Re: I18N issue needs consideration from Gavin Nicol on 1997-06-12 (w3c-sgml-wg@w3.org from June 1997)

From: Gavin Nicol <gtn@eps.inso.com>
Date: Thu, 12 Jun 1997 08:46:33 -0400
To: w3c-sgml-wg@w3.org
Message-Id: <199706121246.IAA23789@nathaniel.eps.inso.com>

James writes:

>We shouldn't be mandating a particular character encoding for an API.  An
>application should be able to use UTF-8 or UTF-16 or UCS-4, as it sees fit.

Right. This has nothing do do with a language spec. as I said earlier.

>> I have no sympathy
>>for the ISO claim that the 31-bit version is more fixed-width in
>>any meaningful sense, since Unicode is full of combining characters
>>anyhow.
>
>Not all scripts have combining characters.   If I am working with a script
>that doesn't have combining characters and does use a lot of characters
>outside the BMP (Chinese for example), then it would make sense to use
>internally a 32-bit fixed width encoding.

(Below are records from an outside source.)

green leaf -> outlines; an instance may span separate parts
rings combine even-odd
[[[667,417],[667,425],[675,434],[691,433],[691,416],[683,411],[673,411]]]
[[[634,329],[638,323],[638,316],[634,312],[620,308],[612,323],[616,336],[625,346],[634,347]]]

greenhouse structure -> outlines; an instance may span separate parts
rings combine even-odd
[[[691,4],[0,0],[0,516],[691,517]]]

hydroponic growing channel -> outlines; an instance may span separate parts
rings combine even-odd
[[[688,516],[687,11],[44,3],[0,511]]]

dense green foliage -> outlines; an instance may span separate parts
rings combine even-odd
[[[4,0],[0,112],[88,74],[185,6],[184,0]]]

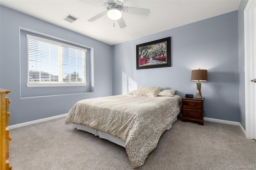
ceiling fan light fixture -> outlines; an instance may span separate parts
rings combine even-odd
[[[114,8],[109,10],[107,15],[108,18],[113,20],[117,20],[122,17],[121,11]]]

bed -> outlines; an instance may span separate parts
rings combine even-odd
[[[140,90],[143,87],[147,90]],[[125,147],[132,167],[142,166],[181,109],[181,97],[173,91],[172,96],[170,93],[161,95],[167,90],[158,88],[152,93],[151,87],[79,101],[68,112],[65,123]]]

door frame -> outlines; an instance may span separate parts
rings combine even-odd
[[[255,100],[256,90],[254,83],[251,80],[255,78],[255,67],[256,60],[255,54],[256,32],[253,11],[255,9],[256,2],[254,0],[249,0],[244,9],[244,71],[245,90],[245,121],[246,136],[250,139],[255,138],[256,128],[256,111]]]

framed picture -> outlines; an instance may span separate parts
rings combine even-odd
[[[171,38],[136,45],[137,69],[170,67]]]

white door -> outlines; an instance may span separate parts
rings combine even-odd
[[[244,10],[246,135],[256,137],[256,2],[249,0]]]

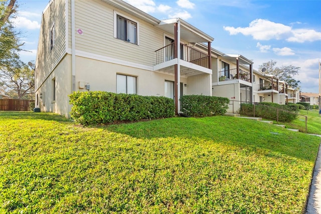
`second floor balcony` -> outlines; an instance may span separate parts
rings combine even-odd
[[[155,51],[156,65],[163,63],[175,59],[175,45],[172,43]],[[181,60],[206,68],[209,68],[209,55],[186,45],[181,45]]]
[[[225,81],[230,80],[239,79],[251,82],[250,72],[239,69],[238,75],[237,69],[230,69],[228,71],[222,71],[219,72],[219,81]]]
[[[259,85],[259,91],[268,91],[274,90],[278,91],[277,85],[275,83],[264,83]]]

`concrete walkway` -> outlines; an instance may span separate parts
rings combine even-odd
[[[321,135],[316,135],[321,137]],[[321,147],[319,147],[313,172],[305,214],[321,214]]]

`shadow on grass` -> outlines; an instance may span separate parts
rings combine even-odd
[[[250,151],[268,150],[308,161],[316,157],[320,139],[251,120],[225,116],[174,118],[102,126],[137,138],[178,137],[234,145]]]
[[[0,112],[0,120],[6,119],[45,120],[74,124],[63,116],[44,112]],[[251,120],[226,116],[176,117],[90,127],[138,139],[171,138],[171,140],[175,140],[178,138],[196,144],[208,141],[258,152],[265,150],[312,161],[315,159],[320,143],[318,137]]]
[[[65,117],[49,112],[31,111],[0,111],[0,119],[33,119],[72,122]]]

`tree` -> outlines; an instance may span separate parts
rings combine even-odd
[[[286,82],[292,88],[299,90],[299,84],[300,82],[293,79],[293,77],[298,74],[300,68],[291,65],[287,66],[282,66],[279,68],[276,67],[276,61],[271,60],[259,66],[259,70],[262,71],[262,69],[265,68],[266,70],[264,73],[274,75],[280,80]]]
[[[31,99],[34,70],[21,60],[19,36],[11,22],[17,12],[16,0],[0,0],[0,86],[13,98]]]
[[[12,98],[31,99],[30,95],[34,93],[33,69],[24,64],[14,69],[4,68],[0,72],[0,85],[7,89],[7,94]]]

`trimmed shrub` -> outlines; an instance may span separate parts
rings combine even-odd
[[[244,115],[253,116],[254,109],[253,104],[242,103],[241,104],[240,113]],[[272,103],[260,103],[259,104],[255,105],[255,116],[277,120],[278,111],[278,121],[280,122],[291,122],[297,117],[297,111],[293,110],[288,105]]]
[[[296,103],[288,103],[287,106],[292,111],[295,111],[296,112],[297,112],[299,109],[305,109],[304,106]]]
[[[311,109],[311,106],[310,103],[304,103],[303,102],[299,102],[298,103],[296,103],[297,104],[302,105],[305,107],[305,109],[306,110],[309,110]]]
[[[165,97],[89,91],[75,92],[69,98],[71,117],[83,125],[171,117],[175,111],[174,100]]]
[[[184,95],[180,99],[181,111],[193,117],[223,115],[230,100],[225,97],[204,95]]]

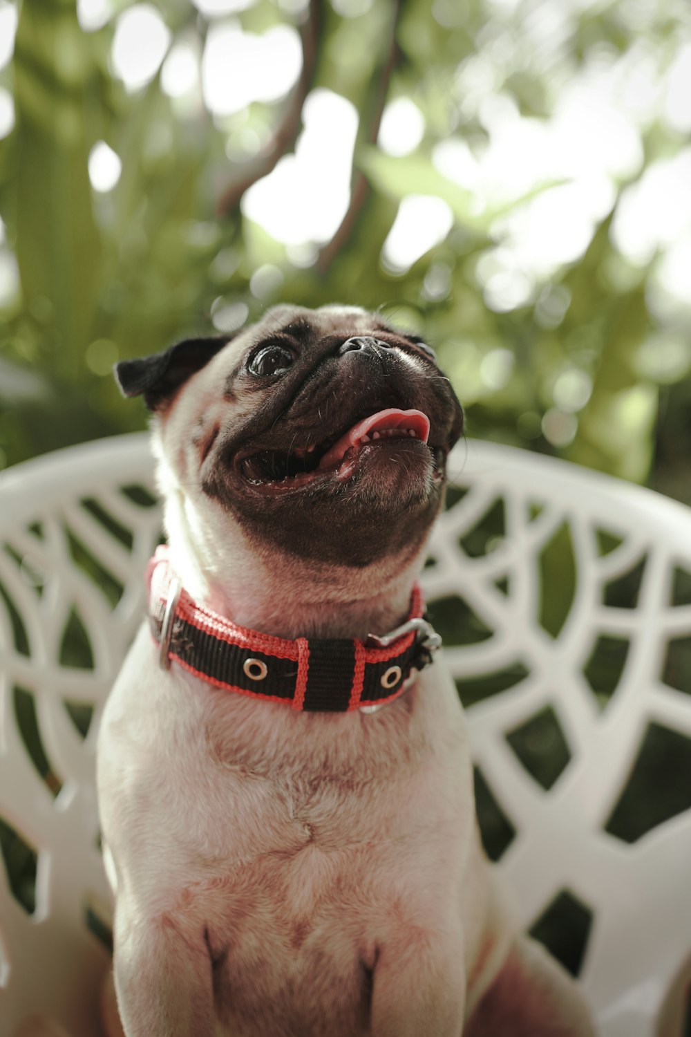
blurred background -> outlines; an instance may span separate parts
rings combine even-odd
[[[470,436],[691,504],[686,0],[0,0],[0,466],[291,300],[437,347]]]

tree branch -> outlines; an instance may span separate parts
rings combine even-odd
[[[286,152],[292,150],[295,146],[295,141],[301,127],[303,106],[310,92],[317,65],[319,32],[321,28],[321,3],[322,0],[310,0],[308,16],[300,28],[303,67],[297,82],[293,87],[283,118],[276,128],[268,146],[255,159],[248,172],[237,180],[231,183],[221,196],[217,205],[219,216],[229,216],[233,213],[239,205],[240,199],[248,188],[251,188],[253,184],[256,184],[263,176],[268,176],[271,170],[276,168],[279,159],[282,159]]]
[[[398,60],[398,47],[396,44],[396,35],[398,31],[398,25],[401,18],[401,7],[402,0],[396,0],[394,5],[394,12],[392,17],[391,33],[388,49],[386,53],[386,58],[383,62],[381,73],[376,81],[376,89],[374,91],[374,104],[372,109],[372,118],[370,119],[370,124],[368,127],[367,135],[365,136],[365,141],[368,144],[376,144],[377,137],[379,136],[379,128],[381,125],[381,116],[383,114],[384,105],[386,103],[386,95],[388,93],[388,85],[391,83],[392,74],[397,64]],[[359,135],[358,135],[359,136]],[[356,148],[355,148],[356,151]],[[341,249],[346,245],[350,235],[352,234],[355,224],[357,222],[357,217],[359,212],[365,204],[365,200],[370,191],[370,184],[365,175],[365,173],[356,170],[353,172],[352,187],[350,189],[350,204],[348,205],[348,211],[341,221],[341,225],[332,237],[330,242],[323,246],[319,252],[319,258],[317,259],[317,270],[320,274],[325,274],[328,271],[332,262],[341,251]]]

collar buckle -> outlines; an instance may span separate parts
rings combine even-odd
[[[399,638],[405,637],[412,630],[415,632],[418,644],[426,651],[434,652],[441,647],[441,638],[426,619],[408,619],[388,634],[368,634],[365,644],[368,648],[388,648]]]
[[[182,593],[182,583],[177,577],[173,577],[168,588],[166,599],[166,611],[164,612],[161,626],[161,647],[159,649],[159,666],[162,670],[170,670],[170,644],[173,638],[173,621],[175,610],[177,609],[180,595]]]

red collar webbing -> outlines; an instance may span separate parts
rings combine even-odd
[[[304,711],[374,711],[398,698],[412,670],[432,660],[440,639],[423,618],[413,588],[409,619],[391,635],[367,641],[287,641],[238,626],[197,605],[160,546],[147,568],[151,634],[161,664],[177,663],[215,688]]]

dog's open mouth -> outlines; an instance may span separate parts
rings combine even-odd
[[[377,411],[355,422],[341,436],[321,443],[295,443],[287,452],[260,450],[239,460],[239,471],[248,482],[271,489],[304,486],[325,475],[344,480],[353,473],[361,451],[392,441],[416,440],[426,444],[430,422],[422,411]]]

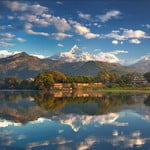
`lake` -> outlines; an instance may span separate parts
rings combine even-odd
[[[0,92],[0,150],[150,149],[150,94]]]

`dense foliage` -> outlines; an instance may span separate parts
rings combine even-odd
[[[55,83],[98,83],[106,87],[119,87],[131,85],[135,74],[119,75],[116,72],[101,70],[97,76],[73,76],[65,75],[58,71],[45,71],[34,79],[20,80],[16,77],[8,77],[0,80],[0,89],[39,89],[50,90]],[[150,72],[144,74],[144,78],[150,82]]]
[[[146,73],[144,74],[144,78],[145,78],[148,82],[150,82],[150,72],[146,72]]]

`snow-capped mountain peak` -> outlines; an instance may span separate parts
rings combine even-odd
[[[81,52],[81,50],[80,50],[80,48],[78,47],[78,45],[74,45],[74,46],[70,49],[69,52],[72,53],[72,54],[74,54],[74,53],[76,53],[76,52]]]
[[[109,63],[118,63],[120,60],[116,56],[119,53],[125,53],[123,50],[116,50],[113,52],[99,52],[97,54],[91,54],[86,51],[82,51],[77,45],[74,45],[69,51],[60,52],[51,59],[64,60],[67,62],[78,62],[78,61],[103,61]]]

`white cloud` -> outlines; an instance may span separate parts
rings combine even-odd
[[[138,39],[131,39],[129,42],[133,43],[133,44],[140,44],[141,43],[141,41]]]
[[[0,36],[1,36],[1,39],[5,39],[5,40],[10,40],[13,37],[15,37],[15,35],[11,33],[1,33]]]
[[[14,16],[8,16],[8,19],[13,20],[13,19],[15,19],[15,17]]]
[[[62,5],[62,4],[63,4],[63,2],[61,2],[61,1],[57,1],[57,2],[56,2],[56,4],[58,4],[58,5]]]
[[[64,45],[61,44],[61,43],[58,43],[57,46],[58,46],[58,47],[64,47]]]
[[[63,40],[64,38],[69,38],[72,37],[73,35],[59,32],[59,33],[52,33],[51,36],[56,40]]]
[[[40,55],[40,54],[31,54],[32,56],[38,57],[40,59],[47,58],[48,56]]]
[[[26,14],[18,17],[20,20],[34,23],[43,27],[54,25],[58,31],[65,32],[71,29],[65,18],[55,17],[51,14],[36,15]]]
[[[81,25],[76,21],[70,21],[70,23],[75,28],[75,32],[79,35],[83,35],[86,39],[93,39],[100,36],[99,34],[92,33],[89,28]]]
[[[13,43],[8,43],[8,42],[4,42],[4,41],[0,41],[0,44],[1,44],[1,46],[4,46],[4,47],[14,46]]]
[[[101,22],[106,22],[112,18],[118,18],[121,15],[121,12],[118,10],[111,10],[108,11],[106,14],[104,15],[98,15],[97,18],[99,18],[101,20]]]
[[[117,40],[113,40],[113,41],[112,41],[112,44],[114,44],[114,45],[118,45],[118,43],[119,43],[119,42],[118,42]]]
[[[33,35],[49,36],[49,34],[46,32],[35,32],[35,31],[33,31],[32,27],[33,26],[30,23],[25,24],[25,32],[28,34],[33,34]]]
[[[79,16],[79,18],[85,19],[85,20],[90,20],[90,18],[91,18],[90,14],[84,14],[82,12],[78,12],[78,16]]]
[[[96,54],[90,54],[88,52],[80,50],[80,48],[75,45],[67,52],[61,52],[58,55],[52,56],[52,59],[65,60],[69,62],[76,61],[103,61],[109,63],[120,63],[118,54],[126,54],[128,51],[125,50],[114,50],[110,52],[98,52]]]
[[[21,38],[21,37],[17,37],[16,40],[18,40],[19,42],[25,42],[26,40]]]
[[[41,6],[39,4],[31,5],[29,3],[23,3],[19,1],[6,1],[6,6],[14,12],[29,12],[32,14],[43,14],[48,11],[47,7]]]
[[[0,58],[5,58],[5,57],[11,56],[11,55],[15,55],[17,53],[19,53],[19,52],[18,51],[10,52],[8,50],[0,50]]]
[[[143,39],[150,38],[142,30],[132,30],[132,29],[121,29],[121,30],[113,30],[111,33],[103,35],[103,38],[112,38],[115,40],[128,40],[128,39]]]
[[[45,19],[39,18],[36,15],[27,14],[27,15],[24,15],[24,16],[19,16],[18,19],[22,20],[22,21],[27,21],[27,22],[30,22],[30,23],[38,24],[38,25],[41,25],[43,27],[47,27],[49,25],[49,22],[47,22]]]
[[[150,24],[144,24],[142,27],[146,27],[147,29],[150,29]]]
[[[21,12],[18,14],[18,19],[21,21],[40,25],[42,27],[55,26],[59,32],[65,32],[71,29],[65,18],[55,17],[48,14],[48,8],[39,4],[22,3],[19,1],[7,1],[6,6],[14,12]],[[23,14],[22,14],[23,12]]]
[[[86,39],[93,39],[93,38],[99,37],[99,34],[95,34],[95,33],[86,33],[84,36],[85,36]]]

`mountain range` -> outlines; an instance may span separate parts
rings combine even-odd
[[[34,77],[44,70],[57,70],[70,75],[94,75],[100,70],[126,74],[150,71],[150,57],[143,58],[134,65],[90,60],[91,55],[82,52],[76,45],[69,51],[50,58],[40,59],[25,52],[0,59],[0,77],[16,76],[22,79]]]

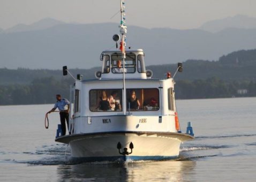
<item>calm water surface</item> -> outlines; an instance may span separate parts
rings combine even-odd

Right. The other important thing is that if the range of encodings
accepted is limited to those used in a local sense, one should be able
to build a processor/parser optimized for that particular case.

>The place where this needs to be addressed is when you do a binding of the
>DOM to a particular programming language.  At that point you need to say how
>the data types provided by that programming language are used to represent
>the abstract character data type.

Right. I suggested to Tim earlier, in the context of the DOM, that the
DOM shopuld only specify that characters are stored in a "string". The
actual implementation of a string should be decided by the application
architecture (i.e. a JAVA application would use String, a C
application would use wchar_t* etc.)

I think we have a few issues with the declaration, but other than
that, the only issue we have is deciding which coded character set to
use in the SGML declaration for XML. As I said before, I think ISO
10646 is better for this.

One again, encodings are *not* an issue for XML-lang.

Received on Thursday, 12 June 1997 09:03:38 UTC